Für Zelda – Ocarina of Time, das Spiel, das weltweit in den meisten “Beste Games aller Zeiten”-Listen wohnt, wäre der Ton wohl das geringste Problem. Nintendo steht dieses Mal vor der Herausforderung, einen eher geerdeten, erwachsenen Grafikstil in die Moderne zu hookshotten. Dabei kommt man nicht umhin, moderne Beleuchtungs- und Atmosphäreneffekte und Umgebungsdetails hinzuzufügen, die man sich aufgrund der Hardwarelimitierungen von 1998 genauso wenig leisten konnte wie Rundungen an Plattformkanten. Das waren Nuancen, in deren Richtung das eigentliche Spiel nur nicken konnte, auf dass sie unsere kindlichen Gehirne in das Bild hineinimaginierten. Klaro, dass gegen die Optik, die dabei vor unseren Köpfen entstand, kein modernes Spiel anstinken kann.
Dunst und Nebel im Kokiri Forest, sanft wogende Hügel, die vorher nicht da waren, Gras und Laub greifen in beinahe verschwenderischer Dichte um sich. Wer das Original vor dem inneren Auge hat, den erfasst beinahe von selbst eine Unruhe, während die neuen Informationen über die tief verankerten Kernerinnerungen hinwegspülen. Fast meint man, sie kurz zu verlieren, so dicht ist der Schleier, der sich über das eingebrannte Erlebnis legt.

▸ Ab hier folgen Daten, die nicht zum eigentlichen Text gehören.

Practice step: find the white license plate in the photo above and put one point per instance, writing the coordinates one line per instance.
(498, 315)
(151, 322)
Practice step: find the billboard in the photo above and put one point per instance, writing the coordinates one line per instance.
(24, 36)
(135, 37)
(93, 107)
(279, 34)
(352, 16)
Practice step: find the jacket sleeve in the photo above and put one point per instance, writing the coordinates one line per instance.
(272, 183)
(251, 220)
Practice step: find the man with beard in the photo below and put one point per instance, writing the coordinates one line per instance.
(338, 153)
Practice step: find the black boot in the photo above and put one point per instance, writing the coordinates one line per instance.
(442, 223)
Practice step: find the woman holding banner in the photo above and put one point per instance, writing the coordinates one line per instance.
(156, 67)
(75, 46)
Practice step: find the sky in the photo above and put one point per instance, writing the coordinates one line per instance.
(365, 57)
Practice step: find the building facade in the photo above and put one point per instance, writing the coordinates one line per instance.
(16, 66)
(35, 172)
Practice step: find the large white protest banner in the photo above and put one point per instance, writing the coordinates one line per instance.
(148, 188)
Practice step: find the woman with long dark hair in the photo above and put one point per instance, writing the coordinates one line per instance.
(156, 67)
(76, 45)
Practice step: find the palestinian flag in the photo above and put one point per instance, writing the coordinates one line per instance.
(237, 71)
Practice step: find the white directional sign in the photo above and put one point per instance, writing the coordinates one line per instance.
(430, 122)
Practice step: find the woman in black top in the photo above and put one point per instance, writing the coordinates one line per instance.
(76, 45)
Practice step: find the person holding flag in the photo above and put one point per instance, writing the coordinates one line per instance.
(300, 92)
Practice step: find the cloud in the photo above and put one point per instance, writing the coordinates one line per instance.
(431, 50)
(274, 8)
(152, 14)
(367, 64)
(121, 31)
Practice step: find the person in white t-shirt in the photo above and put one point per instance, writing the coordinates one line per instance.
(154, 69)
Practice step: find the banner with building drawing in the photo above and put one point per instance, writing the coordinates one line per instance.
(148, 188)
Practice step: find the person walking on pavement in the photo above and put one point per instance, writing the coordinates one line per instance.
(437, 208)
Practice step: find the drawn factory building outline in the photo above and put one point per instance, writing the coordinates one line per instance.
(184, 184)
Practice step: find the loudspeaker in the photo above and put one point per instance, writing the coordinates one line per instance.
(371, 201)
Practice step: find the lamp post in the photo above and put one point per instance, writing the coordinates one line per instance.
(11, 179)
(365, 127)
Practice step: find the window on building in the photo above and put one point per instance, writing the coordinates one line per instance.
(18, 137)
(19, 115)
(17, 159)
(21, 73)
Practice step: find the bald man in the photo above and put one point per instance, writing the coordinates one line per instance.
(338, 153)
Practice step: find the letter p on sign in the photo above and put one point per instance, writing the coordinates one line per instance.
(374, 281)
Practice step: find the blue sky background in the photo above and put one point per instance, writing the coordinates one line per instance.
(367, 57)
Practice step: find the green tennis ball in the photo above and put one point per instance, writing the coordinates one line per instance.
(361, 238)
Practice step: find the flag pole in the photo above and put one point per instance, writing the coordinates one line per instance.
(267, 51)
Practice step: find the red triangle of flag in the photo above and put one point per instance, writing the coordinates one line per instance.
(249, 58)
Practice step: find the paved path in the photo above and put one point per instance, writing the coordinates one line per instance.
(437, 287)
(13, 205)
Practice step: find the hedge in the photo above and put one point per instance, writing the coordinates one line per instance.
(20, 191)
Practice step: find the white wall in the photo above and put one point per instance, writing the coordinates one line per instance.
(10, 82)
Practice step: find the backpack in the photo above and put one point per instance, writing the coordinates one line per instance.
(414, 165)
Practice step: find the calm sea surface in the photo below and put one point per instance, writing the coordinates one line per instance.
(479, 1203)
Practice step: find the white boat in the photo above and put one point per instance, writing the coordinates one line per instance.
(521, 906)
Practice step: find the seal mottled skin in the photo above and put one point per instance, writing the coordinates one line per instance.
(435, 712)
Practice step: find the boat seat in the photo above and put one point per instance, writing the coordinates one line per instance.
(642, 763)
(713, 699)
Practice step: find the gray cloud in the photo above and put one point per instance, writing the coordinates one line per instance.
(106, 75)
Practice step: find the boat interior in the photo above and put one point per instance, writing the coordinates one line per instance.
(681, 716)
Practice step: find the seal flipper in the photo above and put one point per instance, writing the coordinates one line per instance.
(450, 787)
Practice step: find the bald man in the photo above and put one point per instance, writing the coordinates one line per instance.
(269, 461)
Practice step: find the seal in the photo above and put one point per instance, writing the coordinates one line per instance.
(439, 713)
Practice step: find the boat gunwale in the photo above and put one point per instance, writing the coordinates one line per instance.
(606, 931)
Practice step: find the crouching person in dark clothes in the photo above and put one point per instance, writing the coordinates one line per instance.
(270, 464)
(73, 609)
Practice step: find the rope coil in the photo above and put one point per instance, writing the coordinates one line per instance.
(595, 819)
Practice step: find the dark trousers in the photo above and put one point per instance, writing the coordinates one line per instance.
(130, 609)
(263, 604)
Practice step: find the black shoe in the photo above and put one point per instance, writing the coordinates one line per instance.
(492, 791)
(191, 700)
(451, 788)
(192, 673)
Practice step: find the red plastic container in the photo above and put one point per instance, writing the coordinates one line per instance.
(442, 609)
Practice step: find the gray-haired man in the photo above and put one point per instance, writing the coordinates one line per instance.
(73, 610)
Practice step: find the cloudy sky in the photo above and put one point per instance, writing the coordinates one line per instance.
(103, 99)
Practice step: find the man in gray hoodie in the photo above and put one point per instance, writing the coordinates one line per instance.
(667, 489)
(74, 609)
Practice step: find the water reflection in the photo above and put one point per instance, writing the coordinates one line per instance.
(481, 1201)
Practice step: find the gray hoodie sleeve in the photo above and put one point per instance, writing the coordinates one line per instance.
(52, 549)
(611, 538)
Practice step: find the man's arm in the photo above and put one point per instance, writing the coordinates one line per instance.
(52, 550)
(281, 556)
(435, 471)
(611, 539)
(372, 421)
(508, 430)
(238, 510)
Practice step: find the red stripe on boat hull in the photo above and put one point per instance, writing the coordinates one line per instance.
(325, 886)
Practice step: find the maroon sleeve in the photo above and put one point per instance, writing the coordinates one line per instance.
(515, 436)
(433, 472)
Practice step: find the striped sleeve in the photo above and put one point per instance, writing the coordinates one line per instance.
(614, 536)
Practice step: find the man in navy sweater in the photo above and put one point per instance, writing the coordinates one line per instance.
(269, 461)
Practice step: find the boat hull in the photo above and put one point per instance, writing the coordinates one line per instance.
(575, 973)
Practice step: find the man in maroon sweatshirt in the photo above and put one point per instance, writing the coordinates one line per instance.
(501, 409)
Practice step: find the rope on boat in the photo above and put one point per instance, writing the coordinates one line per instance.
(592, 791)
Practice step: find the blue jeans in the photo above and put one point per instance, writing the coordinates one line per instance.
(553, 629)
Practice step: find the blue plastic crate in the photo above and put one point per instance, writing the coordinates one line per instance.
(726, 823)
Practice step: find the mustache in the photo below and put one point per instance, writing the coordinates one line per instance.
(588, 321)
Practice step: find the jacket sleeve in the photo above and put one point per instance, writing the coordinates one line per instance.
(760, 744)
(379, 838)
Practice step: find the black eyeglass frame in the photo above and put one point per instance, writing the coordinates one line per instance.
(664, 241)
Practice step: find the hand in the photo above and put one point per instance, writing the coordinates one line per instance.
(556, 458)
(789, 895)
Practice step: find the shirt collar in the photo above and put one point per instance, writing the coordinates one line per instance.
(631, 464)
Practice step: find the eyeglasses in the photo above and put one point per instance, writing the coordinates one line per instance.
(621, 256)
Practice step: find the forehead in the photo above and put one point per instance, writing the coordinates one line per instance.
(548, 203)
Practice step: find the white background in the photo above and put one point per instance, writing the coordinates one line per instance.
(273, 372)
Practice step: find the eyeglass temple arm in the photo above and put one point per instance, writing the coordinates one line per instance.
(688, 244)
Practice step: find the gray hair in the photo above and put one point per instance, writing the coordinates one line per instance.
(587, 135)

Das erzeugt eine Abwehrreaktion, die nur natürlich ist.
Aber was sollen sie bei Nintendo machen? Es ist ein Wald und im Direktvergleich sieht das wie ausgestanzt wirkende Stück Grünbraun vom N64, als wären die Bagger nach der Abraumbeseitigung für die kommende Braunkohlegrube gerade erst weggetuckert. Ich liebe diesen primitiven Flecken virtueller Kindheit immer noch, aber ein Wald ist das nicht. Es ist auch keine Sonne, die da herunterscheint und keine Luft, die die Figuren hier atmen. Für meine Immersion ist das ein größeres Problem als vermeintliche oder tatsächliche Inkonsistenzen, die man entdeckt, wenn man mit der Lupe über die Remake-Grafik geht.
Zugegebenermaßen meine auch ich, stellenweise solche auszumachen. Im Detailgrad der Materialien, in der Ausleuchtung bestimmter Objekte – aber auch hier: Ist das ein fairer Vergleich, wenn wir viel vom Bindegewebe noch gar nicht gesehen haben? Wenn auf der anderen Seite zuckelnd die Augsburger Puppenkiste winkt, deren Fäden mit dem Alter nur noch deutlicher hervortreten, und die munter vorgerenderte Hintergründe und Echtzeit-3D miteinander durchmengt? Weniger Elemente fügen sich einfacher aneinander, das ist richtig. Das bedeutet jedoch nicht, dass sie am Ende den überzeugenderen Welteneindruck bewirken.